Kubernetes is an open source container orchestration platform for scheduling and automating the deployment, management and scaling of containerized applications. Containers operate in a multiple container architecture called a “cluster.” A Kubernetes cluster includes a container designated as a “master node” that schedules workloads for the rest of the containers — or “worker nodes” — in the cluster.
The master node determines where to host applications (or Docker containers), decides how to put them together and manages their orchestration. By grouping containers that make up an application into clusters, Kubernetes facilitates service discovery and enables management of high volumes of containers throughout their lifecycles.

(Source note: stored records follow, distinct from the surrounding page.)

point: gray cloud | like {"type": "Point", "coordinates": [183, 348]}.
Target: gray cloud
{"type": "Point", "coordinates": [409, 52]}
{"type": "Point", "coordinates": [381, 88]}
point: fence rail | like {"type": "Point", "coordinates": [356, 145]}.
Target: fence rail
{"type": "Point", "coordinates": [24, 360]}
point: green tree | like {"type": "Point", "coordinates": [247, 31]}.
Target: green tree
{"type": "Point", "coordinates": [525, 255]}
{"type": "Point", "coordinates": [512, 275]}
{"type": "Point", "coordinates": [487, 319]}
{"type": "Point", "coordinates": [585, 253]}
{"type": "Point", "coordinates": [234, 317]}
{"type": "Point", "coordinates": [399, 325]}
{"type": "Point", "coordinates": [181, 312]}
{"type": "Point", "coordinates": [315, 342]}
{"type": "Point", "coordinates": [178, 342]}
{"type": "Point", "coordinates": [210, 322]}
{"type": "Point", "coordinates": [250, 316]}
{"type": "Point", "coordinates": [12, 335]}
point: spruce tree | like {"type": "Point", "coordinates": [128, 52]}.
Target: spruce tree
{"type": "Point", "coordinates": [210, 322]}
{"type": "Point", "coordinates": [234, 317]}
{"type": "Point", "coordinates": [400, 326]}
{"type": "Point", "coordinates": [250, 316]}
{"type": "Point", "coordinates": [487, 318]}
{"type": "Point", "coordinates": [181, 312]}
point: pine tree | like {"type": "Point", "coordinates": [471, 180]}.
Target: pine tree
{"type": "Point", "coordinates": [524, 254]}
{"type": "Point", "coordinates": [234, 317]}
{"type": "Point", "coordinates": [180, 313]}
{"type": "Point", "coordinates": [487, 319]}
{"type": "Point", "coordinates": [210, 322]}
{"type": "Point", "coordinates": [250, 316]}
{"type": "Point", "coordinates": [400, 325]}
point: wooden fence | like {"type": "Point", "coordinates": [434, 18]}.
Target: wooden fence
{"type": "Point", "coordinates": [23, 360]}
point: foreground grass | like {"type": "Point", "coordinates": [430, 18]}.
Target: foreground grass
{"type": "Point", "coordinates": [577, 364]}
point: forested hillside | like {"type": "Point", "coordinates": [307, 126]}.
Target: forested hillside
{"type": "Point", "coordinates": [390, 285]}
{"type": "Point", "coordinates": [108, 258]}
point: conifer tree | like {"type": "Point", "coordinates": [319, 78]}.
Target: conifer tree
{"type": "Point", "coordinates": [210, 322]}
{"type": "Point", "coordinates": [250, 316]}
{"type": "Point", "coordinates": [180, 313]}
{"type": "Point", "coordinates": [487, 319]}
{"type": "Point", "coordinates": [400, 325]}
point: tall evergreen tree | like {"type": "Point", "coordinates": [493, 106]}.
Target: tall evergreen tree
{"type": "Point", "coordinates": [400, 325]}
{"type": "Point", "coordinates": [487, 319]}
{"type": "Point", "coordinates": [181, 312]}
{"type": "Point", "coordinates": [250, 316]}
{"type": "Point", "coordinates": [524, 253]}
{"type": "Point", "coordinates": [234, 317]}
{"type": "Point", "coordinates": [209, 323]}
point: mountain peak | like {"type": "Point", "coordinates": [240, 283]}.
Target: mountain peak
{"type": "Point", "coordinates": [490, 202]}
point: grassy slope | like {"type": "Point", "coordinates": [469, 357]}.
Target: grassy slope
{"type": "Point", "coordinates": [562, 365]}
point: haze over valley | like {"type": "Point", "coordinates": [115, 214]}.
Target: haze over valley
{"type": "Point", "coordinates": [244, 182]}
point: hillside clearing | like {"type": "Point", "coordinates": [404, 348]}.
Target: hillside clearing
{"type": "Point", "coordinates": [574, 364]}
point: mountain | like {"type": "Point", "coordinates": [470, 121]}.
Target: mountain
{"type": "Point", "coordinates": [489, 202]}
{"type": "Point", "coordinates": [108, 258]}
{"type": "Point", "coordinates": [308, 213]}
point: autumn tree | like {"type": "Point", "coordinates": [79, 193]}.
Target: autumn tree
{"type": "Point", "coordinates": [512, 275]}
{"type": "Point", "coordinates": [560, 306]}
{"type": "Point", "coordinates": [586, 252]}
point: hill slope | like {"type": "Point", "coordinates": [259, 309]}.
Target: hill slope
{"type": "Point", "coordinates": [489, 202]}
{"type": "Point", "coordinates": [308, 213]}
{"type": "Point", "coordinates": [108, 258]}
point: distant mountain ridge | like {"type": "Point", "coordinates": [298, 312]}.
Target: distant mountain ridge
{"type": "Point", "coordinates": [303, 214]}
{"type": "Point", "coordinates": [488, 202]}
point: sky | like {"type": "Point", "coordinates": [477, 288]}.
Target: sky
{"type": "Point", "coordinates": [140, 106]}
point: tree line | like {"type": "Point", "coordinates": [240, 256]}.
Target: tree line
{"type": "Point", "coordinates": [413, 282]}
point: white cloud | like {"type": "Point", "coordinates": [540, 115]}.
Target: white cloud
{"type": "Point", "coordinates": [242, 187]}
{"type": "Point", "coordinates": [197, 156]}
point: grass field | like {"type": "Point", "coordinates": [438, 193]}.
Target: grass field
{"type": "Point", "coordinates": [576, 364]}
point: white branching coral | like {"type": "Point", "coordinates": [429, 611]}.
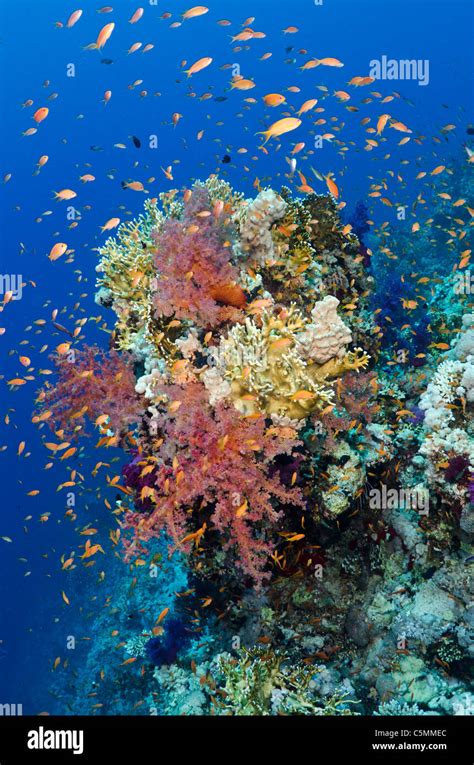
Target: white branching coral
{"type": "Point", "coordinates": [448, 424]}
{"type": "Point", "coordinates": [269, 367]}
{"type": "Point", "coordinates": [327, 335]}
{"type": "Point", "coordinates": [256, 222]}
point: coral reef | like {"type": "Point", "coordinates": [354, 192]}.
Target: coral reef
{"type": "Point", "coordinates": [305, 456]}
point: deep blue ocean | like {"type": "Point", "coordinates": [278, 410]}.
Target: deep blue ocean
{"type": "Point", "coordinates": [79, 136]}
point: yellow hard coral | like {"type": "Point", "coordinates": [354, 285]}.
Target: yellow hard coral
{"type": "Point", "coordinates": [269, 370]}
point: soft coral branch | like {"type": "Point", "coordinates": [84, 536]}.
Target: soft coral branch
{"type": "Point", "coordinates": [92, 383]}
{"type": "Point", "coordinates": [215, 464]}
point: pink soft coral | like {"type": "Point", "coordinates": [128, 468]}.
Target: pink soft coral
{"type": "Point", "coordinates": [196, 279]}
{"type": "Point", "coordinates": [91, 383]}
{"type": "Point", "coordinates": [213, 468]}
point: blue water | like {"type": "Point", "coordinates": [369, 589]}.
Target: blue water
{"type": "Point", "coordinates": [33, 616]}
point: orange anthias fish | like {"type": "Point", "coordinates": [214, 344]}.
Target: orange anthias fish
{"type": "Point", "coordinates": [198, 10]}
{"type": "Point", "coordinates": [198, 66]}
{"type": "Point", "coordinates": [102, 37]}
{"type": "Point", "coordinates": [280, 128]}
{"type": "Point", "coordinates": [41, 114]}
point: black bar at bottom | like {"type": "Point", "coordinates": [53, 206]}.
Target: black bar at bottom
{"type": "Point", "coordinates": [424, 739]}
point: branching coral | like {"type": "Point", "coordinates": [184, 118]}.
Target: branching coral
{"type": "Point", "coordinates": [211, 472]}
{"type": "Point", "coordinates": [91, 383]}
{"type": "Point", "coordinates": [196, 280]}
{"type": "Point", "coordinates": [272, 366]}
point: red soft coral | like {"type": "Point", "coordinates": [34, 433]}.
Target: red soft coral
{"type": "Point", "coordinates": [91, 383]}
{"type": "Point", "coordinates": [196, 279]}
{"type": "Point", "coordinates": [214, 464]}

Google introduced Kubernetes as an open source project in 2014. Now, it’s managed by an open source software foundation called the Cloud Native Computing Foundation. Designed for container orchestration in production environments, Kubernetes is popular due in part to its robust functionality, an active open source community with thousands of contributors and support and portability across leading public cloud providers (e.g., IBM Cloud, Google, Azure and AWS).
Each Kubernetes cluster has multiple components:
What is a namespace in the Kubernetes cluster?
It is a cluster inside a Kubernetes cluster. It provides logical segregation of the applications from different teams/for different purposes. We create a namespace for each team and restrict their access to the assigned namespace only so that none of the team can access other team’s namespace or interfere with other’s containers and resources.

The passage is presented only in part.